Come previsto, con la traiettoria post pandemica – ci dice l’ISTAT – si vede un recupero lento dell’occupazione perduta. È un fenomeno già visto in Europa dopo lo shock finanziario 2007-2008. Il recupero pare più sbilanciato sul lavoro dipendente che sull’autonomo, a segnalare un possibile processo di “svuotamento” di un bacino che, storicamente, aveva “compensato” lo squilibrio italiano sui mercati del lavoro. Ancora più colpita, dunque, la classe media che, già da oltre 20 anni, sembra svuotarsi. In parte in controtendenza è un certo recupero nelle fasce dei giovani, e anche delle donne in quasi tutte le fasce di età; se confermato anche nei prossimi due semestri, il trend aiuterebbe a compensare quel gap di genere e generazionale che si era ulteriormente espanso con il primo anno pandemico.

Nel 2021, però, la crescita relativa dell’occupazione con sensibile stabilità dei redditi determina una sostanziale stazionarietà della povertà assoluta, che aveva molto accelerato nel 2020 e che non è arretrata nel 2021, mostrando che quel recupero occupazionale è “scavato” prevalentemente nel precariato. Il mercato sta espandendo il “lavoro povero”, generalmente sottopagato e con scarse protezioni, con grande difficoltà delle famiglie monoreddito, dove il lavoratore è impegnato in settori a bassa produttività (dall’agricoltura, alla manifattura, ai servizi). Come fotografato dal Rapporto ISTAT sul Benessere Equo e Sostenibile (BES) 2021, la pandemia ha ampliato le diseguaglianze occupazionali: tra donne con e senza figli piccoli, e nella fascia di età giovanile fino a 34 anni, con un livello di povertà che, seppur stabile rispetto al 2020, è stimato attorno al 11%. È la difficoltà dei giovani a trovare lavori adatti, con accentuata polarizzazione tra lavori ad alta specializzazione (con molte posizioni vacanti) e lavori a specializzazione medio-bassa, dove la concorrenza è accentuata dalla “contaminazione” del precariato e, dice l’ISTAT, da un sostanziale “sottoutilizzo delle capacità della forza lavoro”.
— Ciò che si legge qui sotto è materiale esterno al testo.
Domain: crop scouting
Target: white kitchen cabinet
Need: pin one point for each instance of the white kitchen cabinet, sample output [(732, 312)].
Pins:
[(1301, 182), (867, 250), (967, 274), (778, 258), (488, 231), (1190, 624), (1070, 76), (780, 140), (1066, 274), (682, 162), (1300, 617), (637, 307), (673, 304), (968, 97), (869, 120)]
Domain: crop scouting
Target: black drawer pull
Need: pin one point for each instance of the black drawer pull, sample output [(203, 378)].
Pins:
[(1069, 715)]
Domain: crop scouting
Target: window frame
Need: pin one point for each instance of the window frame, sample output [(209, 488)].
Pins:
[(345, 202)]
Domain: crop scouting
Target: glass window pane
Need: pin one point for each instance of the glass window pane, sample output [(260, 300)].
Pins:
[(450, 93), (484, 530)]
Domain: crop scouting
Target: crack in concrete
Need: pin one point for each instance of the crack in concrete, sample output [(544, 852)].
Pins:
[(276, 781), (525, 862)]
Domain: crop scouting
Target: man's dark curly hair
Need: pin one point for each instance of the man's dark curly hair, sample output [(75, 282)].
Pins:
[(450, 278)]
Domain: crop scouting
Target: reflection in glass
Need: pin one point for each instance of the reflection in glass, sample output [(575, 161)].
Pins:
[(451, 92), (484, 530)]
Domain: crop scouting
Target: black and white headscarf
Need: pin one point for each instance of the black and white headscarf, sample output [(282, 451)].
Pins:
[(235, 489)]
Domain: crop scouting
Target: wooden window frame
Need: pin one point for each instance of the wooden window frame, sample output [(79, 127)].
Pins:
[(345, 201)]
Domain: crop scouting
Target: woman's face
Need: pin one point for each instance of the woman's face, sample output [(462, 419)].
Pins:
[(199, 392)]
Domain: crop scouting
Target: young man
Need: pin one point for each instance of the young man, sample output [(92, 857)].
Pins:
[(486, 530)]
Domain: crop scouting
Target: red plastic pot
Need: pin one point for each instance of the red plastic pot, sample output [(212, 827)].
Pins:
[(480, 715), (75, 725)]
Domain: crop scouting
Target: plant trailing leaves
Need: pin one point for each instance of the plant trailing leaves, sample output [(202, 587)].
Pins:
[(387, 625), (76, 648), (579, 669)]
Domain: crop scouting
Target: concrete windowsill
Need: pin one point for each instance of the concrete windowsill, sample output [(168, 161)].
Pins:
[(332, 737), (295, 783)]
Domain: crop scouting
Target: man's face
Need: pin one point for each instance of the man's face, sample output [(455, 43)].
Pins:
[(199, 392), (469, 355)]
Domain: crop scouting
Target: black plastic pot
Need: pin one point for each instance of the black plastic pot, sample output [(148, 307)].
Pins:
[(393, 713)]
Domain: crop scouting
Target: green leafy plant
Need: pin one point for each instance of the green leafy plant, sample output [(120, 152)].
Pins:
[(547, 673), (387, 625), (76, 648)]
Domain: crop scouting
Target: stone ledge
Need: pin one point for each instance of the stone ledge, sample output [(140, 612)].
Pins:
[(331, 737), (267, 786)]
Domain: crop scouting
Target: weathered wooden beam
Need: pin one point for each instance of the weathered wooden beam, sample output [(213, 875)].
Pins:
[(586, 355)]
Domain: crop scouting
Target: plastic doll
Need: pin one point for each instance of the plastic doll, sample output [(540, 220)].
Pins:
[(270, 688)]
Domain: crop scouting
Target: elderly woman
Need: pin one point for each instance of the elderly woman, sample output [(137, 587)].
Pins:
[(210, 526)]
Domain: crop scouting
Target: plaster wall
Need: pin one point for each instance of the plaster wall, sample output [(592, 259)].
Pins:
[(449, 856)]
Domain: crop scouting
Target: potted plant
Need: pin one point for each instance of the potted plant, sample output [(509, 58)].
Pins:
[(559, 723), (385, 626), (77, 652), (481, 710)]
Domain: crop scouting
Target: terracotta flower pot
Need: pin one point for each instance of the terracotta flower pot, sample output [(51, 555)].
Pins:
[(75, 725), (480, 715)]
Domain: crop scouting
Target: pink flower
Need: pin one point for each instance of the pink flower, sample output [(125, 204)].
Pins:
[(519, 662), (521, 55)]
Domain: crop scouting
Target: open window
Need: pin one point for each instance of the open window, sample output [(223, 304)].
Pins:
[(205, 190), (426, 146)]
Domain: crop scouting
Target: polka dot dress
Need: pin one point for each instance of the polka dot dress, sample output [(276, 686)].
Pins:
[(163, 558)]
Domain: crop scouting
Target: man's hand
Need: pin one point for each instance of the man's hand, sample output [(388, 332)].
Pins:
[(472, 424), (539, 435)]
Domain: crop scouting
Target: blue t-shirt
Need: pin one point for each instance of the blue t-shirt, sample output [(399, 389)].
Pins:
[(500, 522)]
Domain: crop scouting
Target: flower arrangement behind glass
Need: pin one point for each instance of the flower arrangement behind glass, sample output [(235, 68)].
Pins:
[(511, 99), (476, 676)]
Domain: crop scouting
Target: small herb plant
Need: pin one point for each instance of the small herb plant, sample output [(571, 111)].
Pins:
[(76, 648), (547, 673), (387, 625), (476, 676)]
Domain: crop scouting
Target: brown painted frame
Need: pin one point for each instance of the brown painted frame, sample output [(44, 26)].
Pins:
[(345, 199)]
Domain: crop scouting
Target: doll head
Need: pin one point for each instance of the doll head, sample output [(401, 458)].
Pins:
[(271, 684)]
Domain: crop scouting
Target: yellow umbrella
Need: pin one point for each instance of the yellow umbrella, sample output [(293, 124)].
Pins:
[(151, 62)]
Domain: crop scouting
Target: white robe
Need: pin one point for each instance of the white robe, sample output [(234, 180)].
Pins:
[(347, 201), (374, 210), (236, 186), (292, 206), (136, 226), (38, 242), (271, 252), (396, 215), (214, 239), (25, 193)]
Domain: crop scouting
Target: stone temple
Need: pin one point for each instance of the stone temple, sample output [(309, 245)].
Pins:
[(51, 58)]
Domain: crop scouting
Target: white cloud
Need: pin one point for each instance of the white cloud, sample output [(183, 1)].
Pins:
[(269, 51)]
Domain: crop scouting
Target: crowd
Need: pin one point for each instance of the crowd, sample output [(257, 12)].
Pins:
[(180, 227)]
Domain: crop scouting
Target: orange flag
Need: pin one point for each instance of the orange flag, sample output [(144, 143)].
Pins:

È una tendenza che irrigidisce fortemente la fluidità-mobilità verso l’alto delle giovani generazioni, soprattutto quelle provenienti da ceti modesti, anche se con un livello di istruzione medio o (anche) medio-alto. È una traiettoria che andrebbe corretta con politiche di sostegno, connessione tra istruzione e reddito, e logiche di formazione focalizzata, perché capace di innescare una crisi sociale, strutturale e di sostenibilità, di lungo periodo. L’analisi delle fasce dei più piccoli e degli adolescenti evidenzia elementi di povertà educativa di cui soffriamo da decenni, ma che la pandemia ha accentuato, con allargamento dei processi di abbandono e di dispersione scolastica; di qui le scelte “fragili e friabili” di questi ragazzi sui mercati del lavoro. E nelle fasce appena superiori, 14-19 anni, emergono stati di malessere e di bassa qualità della vita: ragazzi che dichiarano “insoddisfazione” accompagnata a “solitudini relazionali”.

Il tutto si traduce in un velo di blocco motivazionale ed emozionale sul futuro, che spegne gli orizzonti dei giovani. Vulnerabile anche la condizione dei lavoratori irregolari: secondo le ultime stime, nel 2019 rappresentavano il 12,6% del totale, con la conferma di un’incidenza più elevata nel Mezzogiorno, al 17,5%. Lavoratori che, segnala l’ISTAT, nell’emergenza sanitaria hanno visto un accrescimento dell’insicurezza per i settori più colpiti dalla crisi (turismo, ristorazione e alberghi), e della vulnerabilità, per difficoltà di accesso agli ammortizzatori sociali. Un orizzonte “grigio e incerto” che la guerra in Ucraina non contribuisce a schiarire, da affrontare con politiche attive e di sostegno di scala europea, connettendo lavoro, istruzione e formazione in modo strutturale.